Following the submission of heads of arguments and their subsequent presentations in court on Wednesday, the court took an early adjournment to allow the judge to prepare the judgment.

Next witness?

On Monday, the state brought an “informal” application through Advocate George Baloyi, who told the court that the next witness, who was in the house the night the former Orlando Pirates keeper was murdered, was unwilling to give testimony in court unless her demands were met.

The witness, whose request was unanimously opposed by the defense and media lawyer Dan Rosengarten, has asked the court to ban the live broadcast of her testimony and only allow journalist to sit in court and report on it.

The first ground for her demands was said to be for safety reasons. “Secondly, if they are carried live, that could put her under pressure and make her uncomfortable. She is not prepared to give evidence if her evidence is carried live,” explained Baloyi.

Rosengarten says if that is how the witness feels, she should just be subpoenaed. He has attacked the witness’ submission that cameras in court would make her uncomfortable, arguing that the witness was not camera-shy.

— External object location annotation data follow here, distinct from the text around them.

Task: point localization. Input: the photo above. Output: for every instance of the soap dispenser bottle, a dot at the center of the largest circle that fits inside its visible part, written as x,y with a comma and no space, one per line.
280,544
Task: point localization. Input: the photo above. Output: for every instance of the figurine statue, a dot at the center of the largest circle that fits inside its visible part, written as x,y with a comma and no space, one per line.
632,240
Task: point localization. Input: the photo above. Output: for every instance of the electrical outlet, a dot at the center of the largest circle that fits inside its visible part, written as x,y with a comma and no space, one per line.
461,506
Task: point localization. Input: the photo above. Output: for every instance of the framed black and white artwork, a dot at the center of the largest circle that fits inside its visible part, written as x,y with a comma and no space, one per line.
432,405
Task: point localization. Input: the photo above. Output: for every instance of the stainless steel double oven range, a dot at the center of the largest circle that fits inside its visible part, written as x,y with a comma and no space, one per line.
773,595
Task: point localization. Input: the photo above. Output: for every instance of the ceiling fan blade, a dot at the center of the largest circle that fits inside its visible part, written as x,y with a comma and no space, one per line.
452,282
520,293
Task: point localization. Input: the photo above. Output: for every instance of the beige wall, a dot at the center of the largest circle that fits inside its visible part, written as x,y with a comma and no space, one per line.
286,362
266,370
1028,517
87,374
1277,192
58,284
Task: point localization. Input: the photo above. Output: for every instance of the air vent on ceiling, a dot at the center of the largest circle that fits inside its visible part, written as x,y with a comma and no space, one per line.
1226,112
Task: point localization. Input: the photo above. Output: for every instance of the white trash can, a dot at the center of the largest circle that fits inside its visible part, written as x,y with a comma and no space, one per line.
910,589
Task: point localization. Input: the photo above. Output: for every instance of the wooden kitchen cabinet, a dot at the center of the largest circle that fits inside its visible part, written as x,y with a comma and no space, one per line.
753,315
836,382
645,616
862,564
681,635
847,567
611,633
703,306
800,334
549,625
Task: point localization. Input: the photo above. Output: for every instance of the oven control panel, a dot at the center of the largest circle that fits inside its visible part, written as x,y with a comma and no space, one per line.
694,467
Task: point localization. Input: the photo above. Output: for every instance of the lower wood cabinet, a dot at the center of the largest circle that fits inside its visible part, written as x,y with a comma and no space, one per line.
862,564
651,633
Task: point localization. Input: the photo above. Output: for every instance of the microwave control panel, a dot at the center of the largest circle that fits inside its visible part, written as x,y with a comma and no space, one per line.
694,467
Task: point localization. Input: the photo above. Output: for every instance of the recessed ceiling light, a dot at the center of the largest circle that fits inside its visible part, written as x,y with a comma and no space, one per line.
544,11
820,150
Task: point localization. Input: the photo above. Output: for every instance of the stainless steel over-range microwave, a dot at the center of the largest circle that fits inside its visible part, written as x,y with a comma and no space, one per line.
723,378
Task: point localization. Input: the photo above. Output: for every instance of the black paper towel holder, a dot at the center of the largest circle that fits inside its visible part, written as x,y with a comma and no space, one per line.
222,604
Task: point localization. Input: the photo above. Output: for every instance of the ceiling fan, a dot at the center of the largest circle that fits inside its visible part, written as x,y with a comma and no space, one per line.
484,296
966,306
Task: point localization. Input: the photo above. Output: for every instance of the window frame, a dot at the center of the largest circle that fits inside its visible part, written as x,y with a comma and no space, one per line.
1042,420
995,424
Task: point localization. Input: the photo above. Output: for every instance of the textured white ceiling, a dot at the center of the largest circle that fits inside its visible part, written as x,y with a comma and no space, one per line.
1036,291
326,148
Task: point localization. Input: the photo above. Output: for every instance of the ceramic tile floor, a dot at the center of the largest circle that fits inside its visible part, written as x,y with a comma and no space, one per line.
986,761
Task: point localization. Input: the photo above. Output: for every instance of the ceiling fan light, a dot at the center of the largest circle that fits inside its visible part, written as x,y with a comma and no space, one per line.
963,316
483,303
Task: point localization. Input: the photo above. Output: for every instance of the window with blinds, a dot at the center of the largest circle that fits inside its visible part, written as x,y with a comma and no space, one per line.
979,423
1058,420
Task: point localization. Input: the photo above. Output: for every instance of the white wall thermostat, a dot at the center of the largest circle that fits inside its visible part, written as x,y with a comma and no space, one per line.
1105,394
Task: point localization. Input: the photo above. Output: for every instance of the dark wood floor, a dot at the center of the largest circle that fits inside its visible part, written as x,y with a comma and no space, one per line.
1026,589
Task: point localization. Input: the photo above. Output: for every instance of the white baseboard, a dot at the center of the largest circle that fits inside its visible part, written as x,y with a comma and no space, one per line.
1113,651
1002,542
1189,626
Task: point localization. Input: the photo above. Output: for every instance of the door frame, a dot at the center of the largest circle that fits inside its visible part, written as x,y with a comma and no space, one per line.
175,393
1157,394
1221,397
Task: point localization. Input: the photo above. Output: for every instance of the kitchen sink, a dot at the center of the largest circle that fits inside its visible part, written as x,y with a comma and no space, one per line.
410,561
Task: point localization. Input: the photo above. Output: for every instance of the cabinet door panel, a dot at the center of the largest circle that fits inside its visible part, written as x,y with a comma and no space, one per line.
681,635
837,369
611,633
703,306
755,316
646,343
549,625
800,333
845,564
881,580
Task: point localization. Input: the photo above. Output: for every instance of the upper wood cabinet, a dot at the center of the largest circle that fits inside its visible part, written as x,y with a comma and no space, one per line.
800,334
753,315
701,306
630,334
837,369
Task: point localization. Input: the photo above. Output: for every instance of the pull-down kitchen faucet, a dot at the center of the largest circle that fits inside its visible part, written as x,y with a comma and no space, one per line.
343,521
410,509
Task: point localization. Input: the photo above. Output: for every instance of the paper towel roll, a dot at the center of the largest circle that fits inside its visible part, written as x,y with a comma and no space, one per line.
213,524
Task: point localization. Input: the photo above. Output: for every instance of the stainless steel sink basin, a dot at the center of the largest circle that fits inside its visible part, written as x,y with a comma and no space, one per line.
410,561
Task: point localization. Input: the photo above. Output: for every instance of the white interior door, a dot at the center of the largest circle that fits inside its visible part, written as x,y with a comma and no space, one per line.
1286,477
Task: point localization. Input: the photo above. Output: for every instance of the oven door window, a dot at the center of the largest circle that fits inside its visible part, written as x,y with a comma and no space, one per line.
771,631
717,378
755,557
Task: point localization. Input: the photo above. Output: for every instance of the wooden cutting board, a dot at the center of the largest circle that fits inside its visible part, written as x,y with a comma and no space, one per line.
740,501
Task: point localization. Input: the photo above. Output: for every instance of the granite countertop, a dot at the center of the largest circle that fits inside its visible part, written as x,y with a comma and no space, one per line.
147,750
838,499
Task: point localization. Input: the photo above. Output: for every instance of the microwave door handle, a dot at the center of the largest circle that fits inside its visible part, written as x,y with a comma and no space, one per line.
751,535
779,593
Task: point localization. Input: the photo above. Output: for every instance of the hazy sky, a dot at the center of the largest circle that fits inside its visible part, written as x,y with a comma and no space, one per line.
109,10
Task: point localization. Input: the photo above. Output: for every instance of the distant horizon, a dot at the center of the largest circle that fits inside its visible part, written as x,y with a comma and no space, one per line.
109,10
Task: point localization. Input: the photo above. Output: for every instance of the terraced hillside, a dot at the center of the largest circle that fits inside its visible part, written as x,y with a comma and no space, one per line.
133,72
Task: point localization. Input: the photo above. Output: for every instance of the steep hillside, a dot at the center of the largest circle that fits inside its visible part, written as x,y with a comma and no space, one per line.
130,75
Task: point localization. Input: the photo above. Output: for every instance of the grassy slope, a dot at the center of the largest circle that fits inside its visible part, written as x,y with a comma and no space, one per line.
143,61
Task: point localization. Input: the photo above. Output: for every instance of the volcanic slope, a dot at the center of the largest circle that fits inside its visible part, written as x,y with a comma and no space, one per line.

On Wednesday, Rosengarten argued the application to ban the live broadcast of the testimony by the state’s next now-much-anticipated witness in the Senzo Meyiwa murder trial, is “based on a dream”.

Referring to a post the witness made in November 2021, Rosengarten says, she posted: “After work, I had a late afternoon nap and had a dream where we as a family had decided ukuthi (that) we don’t want any media present in court when we testify. Not even our voices should be heard angisho sinamanga so we don’t wanna waste any more of the people’s time since is guilty already in their eyes (sic).”

Rosengarten says this is the basis for the application to ban the live broadcast of this witness evidence in court.

“This application is brought about based on a dream,” claims Rosengarten.

Safety, privacy concerns

The lawyer, who is well-known for representing the media in various cases, including the Thabo Bester case, also claims that the witness cannot be taken seriously on safety and privacy concerns because she has made media statements on the subject.

He has referred to another social media post, in which the witness says she wants her day in court.

“It looks like one is never gonna get their day in court la coz people entrusted with this case have turned into a circus so I might as well say this here and now. It really pains me that this case doesn’t look like it will be solved anytime soon because South Africa believes opportunists and populists like this one, it pains me because it means the Meyiwa family will never get justice and it pains me because it means my family will forever live under this dark cloud, this one claimed he had an eyewitness uphi? He claimed he had proof that Kelly pulled the trigger and now he withdraws, he has had his 2 minutes of fame (sic),” reads the social media post in part.

Rosengarten has also told the court that the witness has failed to demonstrate how her safety would be prejudiced by her giving her evidence while it is being broadcast live because she had previously made media statements linking her to the case, was tweeting while the matter was on, and that the witness herself was not against her testimony being reported on, over and above that the matter was being heard in an open court.

“My lord, there is a picture of her standing at the lifts of the court (posted by the witness herself). These are just generalised points that she fears for herself but not why she fears for her life. We don’t know why the witness is scared. Has anyone phoned her and said if you say x, y, and z … we don’t have that information,” questions Rosengarten.

The judge will this morning rule on the matter.